Closed lkoelman closed 4 years ago
These are a lot of suggestions, that just seem like the basis for a completely different application. Voting / sorting based on different types of votes rather than simple up / down preference, bot-based evolutionary algorithms for moderation, cryptocurrency integration are all outside the scope of lemmy.
You have some neat interesting ideas here, but these are probably best suited to a new and separate app.
Great work on Lemmy, I love the concept and how snappy it feels!
Allow me to contribute some notes I've made over time about 'killer' features for a link aggregator.
Feature: tag-based voting and aggregation
There are no upvotes or downvotes. Users add tags to posts that can be anything from 'like'/'dislike' to semantically richer tags (e.g. 'spam', 'clickbait') and content-related ones. Tags promote the use of smart curation & moderation policies (see below).
Communities are built around a set of tags (e.g. 'linux'+'programming') that should be featured in their content. How exactly is determined by smart curation policies. E.g. a (too) simplified case is where each post in a channel must have subset or superset of these tags.
Note that this can still subsume the traditional vote-based interface. E.g. you could weight positive/negative tags so show 'upvotes'. You could keep the traditional up/down arrows next to a post and show a pre-selected set of positive/negative tags upon mouse hover, with the ability to type in custom ones.
Feature: AI-based curation & moderation policies
A moderation & ranking policy is a bot/AI that operates within a channel. I.e. it operates on the pool of posts that fall within the domain of the channel. Let's call the combination of a curation (ranking), and moderation policy a fitness policy (from the literature on evolutionary algorithms: posts compete for ranking/visibility and have a 'fitness' score).
On one instance (in a federated system), a channel is defined by its default fitness policy. However, there is a list of alternative policies shown in the sidebar, ranked by their popularity, that users can select to populate the channel page.
You can compose a fitness policy from certain pre-defined curation + moderation policies (that are allowed on the instance). Layout idea: these can be shown as tabs (like in reddit, where a channel has tabs 'hot', 'new', ...). Tabs can be added dynamically by the user to have different views of a channel.

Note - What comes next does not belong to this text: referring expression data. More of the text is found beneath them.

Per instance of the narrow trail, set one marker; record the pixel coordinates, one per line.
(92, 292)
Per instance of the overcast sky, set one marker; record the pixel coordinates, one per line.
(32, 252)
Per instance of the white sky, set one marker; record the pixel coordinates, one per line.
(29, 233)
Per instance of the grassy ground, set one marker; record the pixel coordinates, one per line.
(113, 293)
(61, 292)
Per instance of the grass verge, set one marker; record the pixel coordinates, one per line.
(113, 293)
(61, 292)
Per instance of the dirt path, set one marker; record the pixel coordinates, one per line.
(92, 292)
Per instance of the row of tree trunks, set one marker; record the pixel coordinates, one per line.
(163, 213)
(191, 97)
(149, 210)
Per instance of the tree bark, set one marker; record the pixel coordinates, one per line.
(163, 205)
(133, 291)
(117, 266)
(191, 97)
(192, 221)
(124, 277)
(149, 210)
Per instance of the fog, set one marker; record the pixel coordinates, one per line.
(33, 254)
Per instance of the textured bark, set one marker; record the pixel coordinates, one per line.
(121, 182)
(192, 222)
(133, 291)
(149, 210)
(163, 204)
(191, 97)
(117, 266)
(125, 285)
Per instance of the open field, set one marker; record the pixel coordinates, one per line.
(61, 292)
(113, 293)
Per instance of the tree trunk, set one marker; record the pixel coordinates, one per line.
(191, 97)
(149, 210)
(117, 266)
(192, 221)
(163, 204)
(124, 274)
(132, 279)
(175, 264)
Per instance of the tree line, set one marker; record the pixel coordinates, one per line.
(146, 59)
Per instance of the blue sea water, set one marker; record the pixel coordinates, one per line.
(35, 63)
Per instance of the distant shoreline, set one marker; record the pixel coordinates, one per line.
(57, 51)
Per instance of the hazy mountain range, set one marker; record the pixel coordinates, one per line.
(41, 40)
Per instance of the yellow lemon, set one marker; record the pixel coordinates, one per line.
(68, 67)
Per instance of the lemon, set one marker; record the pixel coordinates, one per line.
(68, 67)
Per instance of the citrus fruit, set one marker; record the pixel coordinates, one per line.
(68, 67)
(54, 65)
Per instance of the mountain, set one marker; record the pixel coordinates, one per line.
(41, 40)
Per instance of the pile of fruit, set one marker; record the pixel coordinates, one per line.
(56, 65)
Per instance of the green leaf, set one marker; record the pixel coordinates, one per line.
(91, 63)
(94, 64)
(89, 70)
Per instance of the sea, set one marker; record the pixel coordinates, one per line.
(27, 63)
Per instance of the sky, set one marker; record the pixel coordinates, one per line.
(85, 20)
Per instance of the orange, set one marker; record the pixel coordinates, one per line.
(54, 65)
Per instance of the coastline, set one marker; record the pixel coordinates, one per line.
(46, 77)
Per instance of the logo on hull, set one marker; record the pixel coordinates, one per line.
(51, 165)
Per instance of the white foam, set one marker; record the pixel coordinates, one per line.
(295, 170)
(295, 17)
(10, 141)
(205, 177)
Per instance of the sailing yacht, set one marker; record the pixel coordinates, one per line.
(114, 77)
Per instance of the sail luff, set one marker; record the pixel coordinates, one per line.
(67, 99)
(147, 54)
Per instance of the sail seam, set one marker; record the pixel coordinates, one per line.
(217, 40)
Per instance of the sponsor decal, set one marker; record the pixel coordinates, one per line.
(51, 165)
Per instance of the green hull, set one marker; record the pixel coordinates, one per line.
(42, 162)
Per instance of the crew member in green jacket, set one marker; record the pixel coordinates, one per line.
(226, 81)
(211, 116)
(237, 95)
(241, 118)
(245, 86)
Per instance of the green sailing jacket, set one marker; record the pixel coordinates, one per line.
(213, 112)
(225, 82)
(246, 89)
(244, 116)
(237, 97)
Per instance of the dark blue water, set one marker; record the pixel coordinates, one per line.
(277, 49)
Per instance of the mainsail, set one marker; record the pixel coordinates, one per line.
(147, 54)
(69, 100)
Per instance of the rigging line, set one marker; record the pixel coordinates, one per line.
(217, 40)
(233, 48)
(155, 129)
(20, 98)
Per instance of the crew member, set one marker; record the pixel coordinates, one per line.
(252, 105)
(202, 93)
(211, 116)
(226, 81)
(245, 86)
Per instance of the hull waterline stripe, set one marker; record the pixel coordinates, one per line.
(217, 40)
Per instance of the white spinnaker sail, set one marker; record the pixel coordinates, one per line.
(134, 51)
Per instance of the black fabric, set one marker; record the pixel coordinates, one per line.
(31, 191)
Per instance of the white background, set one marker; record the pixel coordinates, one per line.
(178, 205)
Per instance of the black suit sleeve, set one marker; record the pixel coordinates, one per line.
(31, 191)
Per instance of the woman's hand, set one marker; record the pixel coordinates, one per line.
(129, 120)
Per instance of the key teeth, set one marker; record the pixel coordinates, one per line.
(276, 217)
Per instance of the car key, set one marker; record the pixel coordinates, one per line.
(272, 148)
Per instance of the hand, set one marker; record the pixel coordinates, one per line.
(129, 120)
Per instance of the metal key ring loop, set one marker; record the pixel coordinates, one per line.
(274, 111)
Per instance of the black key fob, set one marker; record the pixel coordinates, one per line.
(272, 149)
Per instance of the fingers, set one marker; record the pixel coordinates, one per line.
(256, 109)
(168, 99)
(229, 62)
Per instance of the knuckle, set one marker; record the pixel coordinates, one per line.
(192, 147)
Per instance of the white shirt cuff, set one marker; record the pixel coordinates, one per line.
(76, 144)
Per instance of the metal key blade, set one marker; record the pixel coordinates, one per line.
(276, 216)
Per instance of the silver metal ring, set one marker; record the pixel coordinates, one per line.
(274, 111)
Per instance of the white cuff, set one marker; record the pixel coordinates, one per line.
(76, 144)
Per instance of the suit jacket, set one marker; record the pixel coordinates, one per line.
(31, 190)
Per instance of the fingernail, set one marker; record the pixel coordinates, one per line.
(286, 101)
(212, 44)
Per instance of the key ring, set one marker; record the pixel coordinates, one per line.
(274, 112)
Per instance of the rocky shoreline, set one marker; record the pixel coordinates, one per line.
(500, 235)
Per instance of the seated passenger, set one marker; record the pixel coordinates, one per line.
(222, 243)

A fitness policy is defined by its code, that can be viewed publicly (e.g. via a GitHub link on the policy's page). Each policy should have a clear description page that describes its mechanism of action. A fitness policy can also assign fitness scores based on user-assigned tags. E.g. a policy can be almost entirely controlled by taggings by a select set of users (moderators). Alternatively, a policy can be influenced by AI/ML-based tagging and decision rules.
These curation-moderation policies leverage the tag-based nature of the system. Tags allow more easy definition of recommender/machine learning systems without necessarily performing complex NLP tasks on the posts.
Feature: smart contract integration for policies & channels
A curated channel can be governed by a smart contract that executes its policies (think Ethereum and its offshoots). I.e. the curation-moderation policy is executed by the smart contract. The contract can also take care of rewarding users/moderators for valuable contributions. This can effectively turn a channel into a mini-DAO (digital autonomous organization).
The smart contract needs to conform to a certain specification for interoperability with the platform. Similar as done in the Aragon platform. I.e. you provide an API that smart contracts for channel-governance should adhere to.
Further elaboration: the (federated) instance itself can be a DAO that governs a pool of resources. These can be distributed to channels to promote their governance by rewarding valuable/contributing users.
Feature: comments contain W3C annotations
Comments are W3C annotations or their metadata can contain them.
You can view a post either as reddit-like comment thread, or in a sidebar next to the linked article as implemented in the hypothes.is client (you can see the sidebar in action here). In the sidebar layout, you can turn on higlighting of annotations. In comment thread layout, the annotated parts are quoted.
This promotes on-topic discussion about the actual content of articles. It also promotes clicking through to article web-pages, thus rewarding the creator with page views.